Cruise ships disgorge hundreds of thousands of visitors to Alaska randy for glaciers and towering mountains covered with sleek Sitka spruce. They ooh and aah right off the Exhilaration Index.
On my first visit to Alaska, I hyperbolized with the most goggle-eyed tourist. But I was pleasantly surprised to find so many new ideas percolating in the 49th state better known for moose hunting than for nursing the Muse.
But unless my fortnight there was mysteriously atypical, the Land of the Sourdough is not an intellectual backwater. Indeed, in some ways, it seems presciently ahead of the Outside (as locals refer to the Lower 48).
First in long-range significance to me was the third Northern Regions Conference, 600 policymakers and journalists from eleven countries with a stake in the 1 percent of the human race that lives above the 60th parallel.
The governor of Hokkaido convened the first such polar palaver in 1974, but because of the U.S.S.R.’s stonewalling about returning the Kuril Islands to Japan, Moscow boycotted both the initial and second conference, convened by the Canadian provincial government of Alberta in 1979. But a delegation of sixty post-glasnost Russians were all over the place smilingly networking like Rotarians at the Third powwow.
Alaska Airlines announced with a flourish during the conference that it had just gotten landing rights for summer tours to Khabarovsk, Irkutsk, and Magadan. I noticed a story in the Anchorage Daily News about a Magadan teacher spending a year teaching Russian in the Kenai Community College.
But the biggest initiative, announced with a flourish by the Lapp governor of Norway’s Trondheim Province, concerned the practicability—possibly the imminence—of a Northeast Passage. Ships could save themselves 6,000 miles on a trip between Asia and Europe by following a route across the north of Russia through a passage kept free from May to October by Russian icebreakers.

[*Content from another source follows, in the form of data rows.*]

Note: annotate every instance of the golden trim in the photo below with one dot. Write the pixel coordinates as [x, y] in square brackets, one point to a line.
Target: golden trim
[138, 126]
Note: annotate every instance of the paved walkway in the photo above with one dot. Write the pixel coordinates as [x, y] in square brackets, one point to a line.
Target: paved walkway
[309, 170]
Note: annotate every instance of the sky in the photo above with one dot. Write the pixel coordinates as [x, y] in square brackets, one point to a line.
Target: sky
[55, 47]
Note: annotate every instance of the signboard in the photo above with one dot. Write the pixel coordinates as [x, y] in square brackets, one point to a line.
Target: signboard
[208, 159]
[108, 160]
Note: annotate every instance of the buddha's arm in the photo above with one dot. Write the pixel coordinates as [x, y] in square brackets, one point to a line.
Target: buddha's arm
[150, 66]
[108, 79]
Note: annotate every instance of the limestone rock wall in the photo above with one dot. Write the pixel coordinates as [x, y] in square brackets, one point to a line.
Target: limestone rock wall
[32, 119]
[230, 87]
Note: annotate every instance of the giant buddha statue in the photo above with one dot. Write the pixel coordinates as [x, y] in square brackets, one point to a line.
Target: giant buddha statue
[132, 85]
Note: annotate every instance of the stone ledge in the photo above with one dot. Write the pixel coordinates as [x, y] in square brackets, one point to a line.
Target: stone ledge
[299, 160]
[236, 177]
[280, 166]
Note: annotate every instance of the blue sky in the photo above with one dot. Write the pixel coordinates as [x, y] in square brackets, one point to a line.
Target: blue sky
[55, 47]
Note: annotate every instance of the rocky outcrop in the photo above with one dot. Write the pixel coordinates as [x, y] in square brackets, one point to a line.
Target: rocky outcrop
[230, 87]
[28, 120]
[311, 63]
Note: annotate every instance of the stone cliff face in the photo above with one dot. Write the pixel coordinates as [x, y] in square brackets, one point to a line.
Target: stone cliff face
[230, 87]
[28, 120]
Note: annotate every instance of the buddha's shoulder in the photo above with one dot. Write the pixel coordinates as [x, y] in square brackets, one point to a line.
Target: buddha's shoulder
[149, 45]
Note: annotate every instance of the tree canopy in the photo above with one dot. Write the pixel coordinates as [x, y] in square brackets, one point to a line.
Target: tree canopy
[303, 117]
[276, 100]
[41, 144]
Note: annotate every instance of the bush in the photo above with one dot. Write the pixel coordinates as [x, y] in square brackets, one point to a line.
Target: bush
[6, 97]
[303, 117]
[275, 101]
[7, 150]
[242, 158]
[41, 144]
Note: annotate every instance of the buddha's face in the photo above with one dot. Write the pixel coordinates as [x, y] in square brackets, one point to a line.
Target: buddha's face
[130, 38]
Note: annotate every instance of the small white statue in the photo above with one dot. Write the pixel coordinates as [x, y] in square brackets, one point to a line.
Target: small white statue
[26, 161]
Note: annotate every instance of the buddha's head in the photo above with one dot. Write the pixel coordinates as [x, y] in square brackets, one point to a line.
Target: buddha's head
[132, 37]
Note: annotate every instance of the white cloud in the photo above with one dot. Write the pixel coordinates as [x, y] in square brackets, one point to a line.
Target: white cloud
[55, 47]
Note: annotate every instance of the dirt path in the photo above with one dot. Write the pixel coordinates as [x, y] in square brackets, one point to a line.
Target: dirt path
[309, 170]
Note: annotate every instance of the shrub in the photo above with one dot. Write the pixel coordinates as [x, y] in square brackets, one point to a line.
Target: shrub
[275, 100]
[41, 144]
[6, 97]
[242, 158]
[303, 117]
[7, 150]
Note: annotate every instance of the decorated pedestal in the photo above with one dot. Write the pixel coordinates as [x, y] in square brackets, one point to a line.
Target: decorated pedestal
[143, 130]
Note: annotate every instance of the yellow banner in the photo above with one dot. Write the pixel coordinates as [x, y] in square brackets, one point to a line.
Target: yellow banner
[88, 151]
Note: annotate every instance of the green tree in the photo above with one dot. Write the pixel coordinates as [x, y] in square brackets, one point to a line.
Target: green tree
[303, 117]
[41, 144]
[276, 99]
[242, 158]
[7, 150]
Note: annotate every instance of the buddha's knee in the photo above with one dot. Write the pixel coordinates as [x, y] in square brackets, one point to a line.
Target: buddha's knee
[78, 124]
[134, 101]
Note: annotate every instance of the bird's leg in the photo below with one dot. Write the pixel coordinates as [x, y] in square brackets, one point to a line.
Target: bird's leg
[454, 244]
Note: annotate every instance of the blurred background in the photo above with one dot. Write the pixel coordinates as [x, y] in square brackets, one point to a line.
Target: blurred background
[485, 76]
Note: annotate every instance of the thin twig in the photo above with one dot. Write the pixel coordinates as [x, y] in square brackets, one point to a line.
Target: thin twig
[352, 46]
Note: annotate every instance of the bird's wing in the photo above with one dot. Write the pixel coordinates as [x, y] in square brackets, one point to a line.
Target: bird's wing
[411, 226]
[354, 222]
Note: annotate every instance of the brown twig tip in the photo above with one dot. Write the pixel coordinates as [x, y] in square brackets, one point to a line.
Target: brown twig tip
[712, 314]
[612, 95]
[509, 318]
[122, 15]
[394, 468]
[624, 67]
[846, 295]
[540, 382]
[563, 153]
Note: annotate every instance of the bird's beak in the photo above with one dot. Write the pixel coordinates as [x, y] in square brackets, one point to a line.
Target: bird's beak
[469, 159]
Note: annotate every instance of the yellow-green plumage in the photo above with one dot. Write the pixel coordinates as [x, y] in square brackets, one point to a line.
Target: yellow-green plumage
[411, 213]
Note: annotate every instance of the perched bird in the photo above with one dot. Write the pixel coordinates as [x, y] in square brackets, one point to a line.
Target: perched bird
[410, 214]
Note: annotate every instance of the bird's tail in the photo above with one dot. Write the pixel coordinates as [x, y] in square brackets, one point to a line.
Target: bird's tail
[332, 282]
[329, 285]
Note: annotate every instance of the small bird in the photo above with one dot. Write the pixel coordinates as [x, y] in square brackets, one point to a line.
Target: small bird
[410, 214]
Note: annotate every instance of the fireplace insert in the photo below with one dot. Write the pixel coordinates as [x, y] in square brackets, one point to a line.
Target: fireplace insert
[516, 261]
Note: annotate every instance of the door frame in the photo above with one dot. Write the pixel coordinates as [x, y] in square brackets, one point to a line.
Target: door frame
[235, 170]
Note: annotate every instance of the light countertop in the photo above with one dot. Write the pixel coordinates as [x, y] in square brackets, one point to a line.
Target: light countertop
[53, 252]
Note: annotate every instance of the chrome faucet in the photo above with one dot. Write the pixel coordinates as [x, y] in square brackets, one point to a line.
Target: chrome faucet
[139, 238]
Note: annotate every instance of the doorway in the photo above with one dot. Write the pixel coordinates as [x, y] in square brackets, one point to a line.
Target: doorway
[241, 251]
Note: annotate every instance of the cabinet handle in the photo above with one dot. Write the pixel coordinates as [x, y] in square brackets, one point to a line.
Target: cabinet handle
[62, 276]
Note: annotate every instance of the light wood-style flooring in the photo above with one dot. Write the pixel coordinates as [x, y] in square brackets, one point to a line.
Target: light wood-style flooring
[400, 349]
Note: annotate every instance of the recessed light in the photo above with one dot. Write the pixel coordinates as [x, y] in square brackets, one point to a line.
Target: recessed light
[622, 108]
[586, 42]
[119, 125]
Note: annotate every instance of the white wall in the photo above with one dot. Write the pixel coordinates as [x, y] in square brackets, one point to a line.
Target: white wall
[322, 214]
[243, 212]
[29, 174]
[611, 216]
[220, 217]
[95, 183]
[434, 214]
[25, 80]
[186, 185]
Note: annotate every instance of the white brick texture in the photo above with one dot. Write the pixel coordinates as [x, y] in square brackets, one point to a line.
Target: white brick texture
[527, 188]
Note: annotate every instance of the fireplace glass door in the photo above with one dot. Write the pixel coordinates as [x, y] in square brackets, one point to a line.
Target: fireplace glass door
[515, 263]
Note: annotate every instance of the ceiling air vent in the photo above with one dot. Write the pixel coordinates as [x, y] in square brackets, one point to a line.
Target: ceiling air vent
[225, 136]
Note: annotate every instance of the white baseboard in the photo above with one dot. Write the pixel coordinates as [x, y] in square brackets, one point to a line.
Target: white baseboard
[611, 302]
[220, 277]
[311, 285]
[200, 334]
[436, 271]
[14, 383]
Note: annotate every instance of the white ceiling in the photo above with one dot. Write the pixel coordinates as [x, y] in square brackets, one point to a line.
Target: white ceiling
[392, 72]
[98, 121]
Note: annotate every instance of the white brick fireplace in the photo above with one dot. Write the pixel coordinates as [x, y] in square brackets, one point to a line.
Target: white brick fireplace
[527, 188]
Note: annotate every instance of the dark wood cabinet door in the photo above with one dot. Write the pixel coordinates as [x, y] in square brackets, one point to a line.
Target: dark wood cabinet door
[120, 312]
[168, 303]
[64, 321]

But the Northeast Passage was merely the most dramatic of the overtures the polar nations were making to get on each other’s agendas of self-interest. More pressing are the currently volatile issues of air and water pollution (those Arctic wastes only look pristine; toxicities are building up inexorably, and even more permanently, as the temperatures discourage the normal processes of bio-degrading), fishing rights, oil and other mineral leases, and mundane things like reducing the horrible loss of life and boats on the Arctic fishing grounds.
Information flow is crucial to the shaping of mutual agendas, and concurrently with the major conference was a briefing of a score of Russian journalists on life in Alaska and the rest of the Union. Howard Weaver, the ebullient and self-made (“I started out in high school covering wrestling for $5 a pop!”) editor of the Anchorage Daily News was the high I.Q. compere of this unusual bit of perestroika.
He was ably complemented by Alexandra McClanathan, publisher of a remarkably state-wide weekly, The Tundra Times, which aspires to be a catalyst on all the issues confronting a multi-ethnic state. A particularly interesting feature covered the burnout of the only native Indian interpreter on the evening TV news in the bush town of Bethel.
He poignantly explained why he didn’t want to be a cold freeze Dan Rather but insisted on relating news events to the pace and priorities of his Indian viewers. I don’t know how much the Russians were getting out of these briefings (a great deal, I expect to judge from the pertinence of their questioning), but I was fast escalating to higher plateaus of comprehension.
There was even the pleasure of an international film festival on the themes of the conference conceived by the feisty Cyrano’s Book Store and Café. It began with the American premiere of Paul Simme’s first fiction film on how a Lapp teenager learns to value the traditional wisdom of his grandfather living in the bush: The old man’s teaching him how to snare ptarmigans for food in the winter, and how properly to pluck them for cooking were marvels of traditional wisdom presented with easy-going pedagogical brilliance.
The filmmaker is only 30 years old, with ten years of Swedish TV documentaries under his belt to give his new muse heft. He explained to me that this was an autobiographical fiction; he was the know-it-all youth, and he badly wanted to get the message to the new generation of young Lapps that they shouldn’t dump their millennium-old inheritance for a mess of mass media potheads.
The second film was a significant revival—Willard Van Dyke’s 1933 “epic” for MGM on an Eskimo badly abused by European fur traders. The Mounties who pick him up for murder, only to be beguiled into identification with this somewhat too Noble Savage, are a bit too Dudley DoRight for my suspension of belief mechanism.